陰謀
第362話 陰謀
「餌の鮮度が落ちたのかねえ。さっぱり食いつかないなあ」
革ジャンを着たサングラスの男がいた。その男、北川公平はただ同盟軍事機構本部ビルの一室から乾いた北風の吹きすさぶ東都の町を眺めていた。
「どういうことでしょうか?」
そう丁寧にたずねたのは同盟軍事機構の東和の代表である菱川真二大佐だった。北川は諦めたようなため息をつくと軍の高官である菱川を尻目に応接ソファーに体を投げた。
「なあに、知識の開拓に熱心な研究者の連中には警告はしましたから仕事を急いでもらえると思ったんですがね。そちらも司法局への恐喝。うまくいってないみたいじゃないですか」
北川の言葉に明らかに怒りの表情を浮かべる菱川だった。そこに北川の携帯の着信音が響いた。
「こちらも暇ができたらまた脅しをかけておきますから。とりあえず今日はご挨拶だけで」
そう言うと北川は菱川の神経を逆なでするような憎たらしい笑みを浮かべるとそそくさと立ち上がり、そのまま部屋を出て扉が閉まるのを確認してようやく端末の回線を開いた。
「はい?」
『俺だ』
向こう側の低い声の持ち主を特定すると北川の表情がゆがんだ。
「桐野さん。俺の予定表も知っているでしょ?今かけてくるのはやばいですよ」
苦々しげにつぶやく北川だが、電話の向こう側にいる桐野孫四郎。通称『人斬り孫四郎』はまったく気にしていないというようにからからと笑った。
『なあにそのときは一人の悪趣味な男が世界から消えるだけだ。別に困ることも無い』
あっさりとそう答える桐野に北川は唖然とする。
「その悪趣味な男から言わせて貰いますがね、これは太子の知っている作戦行動なんですか?司法局に絡むのは面倒なことになりますよ」
桐野が示した法術師の能力研究を目的とする地下研究所の支援の案。それを桐野が独断で北川に突きつけたときから北川はそのことが気になっていた。
法術師の支配する銀河の秩序を建設する。それが彼等の主である長髪の男『太子』の意思だった。遼州人の世界を作るということで協調している菱川大佐の東和陸軍内部の有志達と北川が行動をともにしているのはとりあえず地球人をこの惑星遼州とその勢力圏から叩き出すと言う目的を共有しているからだったので北川も理解できた。だが、桐野が顔をつないでいる法術能力の強制発動研究施設。そんなものとの妥協などありえないと北川は思っていた。
不思議な話だが北川は主である『太子』の名前すら知らなかった。恐らく桐野も同様だろう。ただ圧倒的な法術師としての力とさまざまな分野へのネットワーク。そして強靭な意志は北川が従うべき人間の器と言うものをはるかに超えた人物であると言うことだけは知っていた。身元も遼南王家の庶流の出と北川は推察しているがそれ以上を尋ねる勇気は北川には無かった。

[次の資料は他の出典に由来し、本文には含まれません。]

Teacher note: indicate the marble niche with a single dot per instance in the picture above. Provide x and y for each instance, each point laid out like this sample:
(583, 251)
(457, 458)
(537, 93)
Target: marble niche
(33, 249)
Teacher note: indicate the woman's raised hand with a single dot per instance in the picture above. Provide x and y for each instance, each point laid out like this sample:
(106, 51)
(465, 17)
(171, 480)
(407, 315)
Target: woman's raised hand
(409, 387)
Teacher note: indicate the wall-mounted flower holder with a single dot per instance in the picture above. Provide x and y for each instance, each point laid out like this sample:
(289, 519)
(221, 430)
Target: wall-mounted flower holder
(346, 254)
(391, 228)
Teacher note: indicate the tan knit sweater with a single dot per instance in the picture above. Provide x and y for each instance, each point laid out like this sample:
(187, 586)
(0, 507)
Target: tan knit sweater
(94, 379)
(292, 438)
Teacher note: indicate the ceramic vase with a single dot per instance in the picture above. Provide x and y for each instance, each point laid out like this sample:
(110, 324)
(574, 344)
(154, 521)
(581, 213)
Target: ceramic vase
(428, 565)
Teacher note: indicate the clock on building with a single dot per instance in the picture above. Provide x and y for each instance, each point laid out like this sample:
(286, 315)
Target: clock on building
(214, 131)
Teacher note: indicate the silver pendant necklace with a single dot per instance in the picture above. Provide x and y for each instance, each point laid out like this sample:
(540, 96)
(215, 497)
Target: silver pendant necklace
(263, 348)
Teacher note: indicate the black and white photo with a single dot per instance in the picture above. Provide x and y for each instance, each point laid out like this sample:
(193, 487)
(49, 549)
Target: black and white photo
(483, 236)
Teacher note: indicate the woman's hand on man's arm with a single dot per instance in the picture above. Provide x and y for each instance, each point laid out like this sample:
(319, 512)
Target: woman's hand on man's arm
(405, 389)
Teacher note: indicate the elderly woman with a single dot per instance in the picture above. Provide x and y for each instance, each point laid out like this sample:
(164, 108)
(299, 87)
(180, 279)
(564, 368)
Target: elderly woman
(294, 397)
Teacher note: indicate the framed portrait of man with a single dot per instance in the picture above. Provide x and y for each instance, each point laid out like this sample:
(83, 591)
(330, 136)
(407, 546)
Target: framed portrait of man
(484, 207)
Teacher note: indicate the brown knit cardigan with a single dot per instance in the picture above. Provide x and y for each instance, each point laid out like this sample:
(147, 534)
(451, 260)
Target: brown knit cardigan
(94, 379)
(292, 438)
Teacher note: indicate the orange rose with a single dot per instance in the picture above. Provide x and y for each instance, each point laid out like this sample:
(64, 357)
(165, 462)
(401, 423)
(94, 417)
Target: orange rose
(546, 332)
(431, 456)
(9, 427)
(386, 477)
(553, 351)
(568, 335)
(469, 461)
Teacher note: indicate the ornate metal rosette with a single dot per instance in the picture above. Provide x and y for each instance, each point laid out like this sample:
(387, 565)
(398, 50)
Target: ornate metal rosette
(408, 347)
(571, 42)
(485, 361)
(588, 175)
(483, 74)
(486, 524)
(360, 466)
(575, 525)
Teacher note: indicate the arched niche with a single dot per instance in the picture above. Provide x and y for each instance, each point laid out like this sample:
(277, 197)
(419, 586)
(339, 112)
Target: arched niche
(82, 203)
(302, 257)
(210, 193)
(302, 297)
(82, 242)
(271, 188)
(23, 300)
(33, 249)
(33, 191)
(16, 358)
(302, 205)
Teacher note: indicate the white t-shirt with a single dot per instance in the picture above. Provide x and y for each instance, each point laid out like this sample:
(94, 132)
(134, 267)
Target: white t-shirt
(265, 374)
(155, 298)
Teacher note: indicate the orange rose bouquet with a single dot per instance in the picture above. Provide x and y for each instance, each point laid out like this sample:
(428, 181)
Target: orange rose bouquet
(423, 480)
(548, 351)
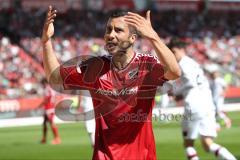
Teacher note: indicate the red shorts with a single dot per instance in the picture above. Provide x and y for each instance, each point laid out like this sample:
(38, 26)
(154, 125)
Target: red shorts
(49, 116)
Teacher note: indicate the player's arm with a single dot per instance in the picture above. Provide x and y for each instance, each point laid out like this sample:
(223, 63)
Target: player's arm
(44, 102)
(165, 55)
(50, 62)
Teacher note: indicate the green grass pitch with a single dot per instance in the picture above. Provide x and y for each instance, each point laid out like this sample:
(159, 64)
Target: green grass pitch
(23, 142)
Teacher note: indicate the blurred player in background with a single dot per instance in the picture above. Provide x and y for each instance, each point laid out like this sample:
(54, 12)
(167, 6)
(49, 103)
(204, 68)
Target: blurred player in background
(115, 82)
(49, 113)
(194, 88)
(85, 103)
(218, 88)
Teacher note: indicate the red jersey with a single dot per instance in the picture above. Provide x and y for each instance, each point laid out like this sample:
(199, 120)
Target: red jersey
(49, 95)
(123, 102)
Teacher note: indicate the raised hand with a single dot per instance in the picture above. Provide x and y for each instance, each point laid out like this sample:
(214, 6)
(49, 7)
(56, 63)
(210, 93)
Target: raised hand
(48, 28)
(143, 25)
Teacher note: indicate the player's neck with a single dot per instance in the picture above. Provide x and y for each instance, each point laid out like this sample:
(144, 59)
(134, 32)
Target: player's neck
(120, 61)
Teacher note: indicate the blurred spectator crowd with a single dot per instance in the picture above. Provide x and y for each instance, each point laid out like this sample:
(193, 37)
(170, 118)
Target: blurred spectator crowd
(213, 38)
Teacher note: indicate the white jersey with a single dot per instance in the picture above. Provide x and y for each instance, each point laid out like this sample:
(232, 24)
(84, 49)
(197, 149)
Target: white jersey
(217, 86)
(194, 87)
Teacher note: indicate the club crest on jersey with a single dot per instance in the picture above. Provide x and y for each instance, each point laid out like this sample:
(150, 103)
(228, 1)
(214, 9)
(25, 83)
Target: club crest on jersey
(133, 74)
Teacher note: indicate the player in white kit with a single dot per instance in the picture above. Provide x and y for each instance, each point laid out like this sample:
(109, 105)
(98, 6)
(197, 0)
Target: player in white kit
(193, 86)
(218, 88)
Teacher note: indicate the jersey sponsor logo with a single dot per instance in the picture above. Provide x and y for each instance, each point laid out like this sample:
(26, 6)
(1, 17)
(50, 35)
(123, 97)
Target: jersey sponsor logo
(122, 92)
(133, 73)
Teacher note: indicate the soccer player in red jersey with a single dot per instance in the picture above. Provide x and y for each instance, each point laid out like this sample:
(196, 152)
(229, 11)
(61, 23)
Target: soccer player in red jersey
(49, 113)
(122, 85)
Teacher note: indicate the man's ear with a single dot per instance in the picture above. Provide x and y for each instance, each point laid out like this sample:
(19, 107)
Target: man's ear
(133, 38)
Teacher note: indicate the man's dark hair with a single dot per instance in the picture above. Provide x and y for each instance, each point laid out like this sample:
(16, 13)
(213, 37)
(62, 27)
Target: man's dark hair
(176, 42)
(117, 13)
(120, 13)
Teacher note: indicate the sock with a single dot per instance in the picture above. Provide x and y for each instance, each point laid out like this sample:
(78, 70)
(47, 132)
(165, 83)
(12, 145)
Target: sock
(191, 153)
(221, 152)
(44, 132)
(55, 131)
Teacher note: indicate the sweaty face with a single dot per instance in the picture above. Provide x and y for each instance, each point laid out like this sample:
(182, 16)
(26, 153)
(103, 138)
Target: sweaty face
(117, 36)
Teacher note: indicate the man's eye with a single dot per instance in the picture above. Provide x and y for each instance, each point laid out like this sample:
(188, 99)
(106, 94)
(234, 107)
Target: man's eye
(108, 30)
(118, 30)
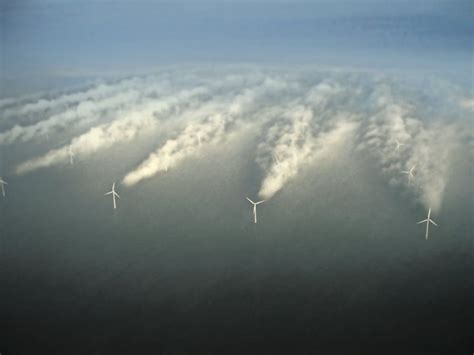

『太子はご存知では無い。我々に協力したいと言う人物の紹介で俺は動いている』
そうあっさり言い切る桐野に北川は呆れた。はじめから桐野には期待はしていなかった。ただの人斬り、死に行く敵の断末魔の声を聞きたいだけの殺人鬼に過ぎない桐野に何を言うつもりも無い。今回も彼が待ち焦がれている『同類』だと言う司法局実働部隊隊長嵯峨惟基をおびき出したい一心での作戦なのだろう。
「それじゃあ俺はいつでも証拠を消せるようにしておきますから」
そう言って北川は一方的に電話を切った。
「まったくただの人殺しらしく隠れていてくれると良いんだけど」
そう言うと北川は携帯端末を切った。振り返ると菱川は北川の様子など気にも留めていないというように茶を啜っていた。
「すみませんね。ちょっと急用ができましてね、大佐殿」
「あなたもお互い忙しい身分ですから。また情報があったら接触しましょう。連絡先は……例のサーバーを経由させますか?それとも……」
菱川の頬に笑みが浮かぶ。この菱川コンツェルンの御曹司でありながら東和共和国陸軍での派閥を形成する人物に改めて北川は敵意を抱いた。
「またこちらから連絡しますよ」
そう言って北川は笑顔を見せ付けてそのまま菱川の執務室のドアから誰もいない廊下に出た。
「世間知らずのぼんぼんか……あんなのが一派の首領とは……東和も終わりだな」
鼻で笑った北川は桐野が連絡してきた新しい研究施設の下見に向かおうとそのままエレベータに向かって歩き出した。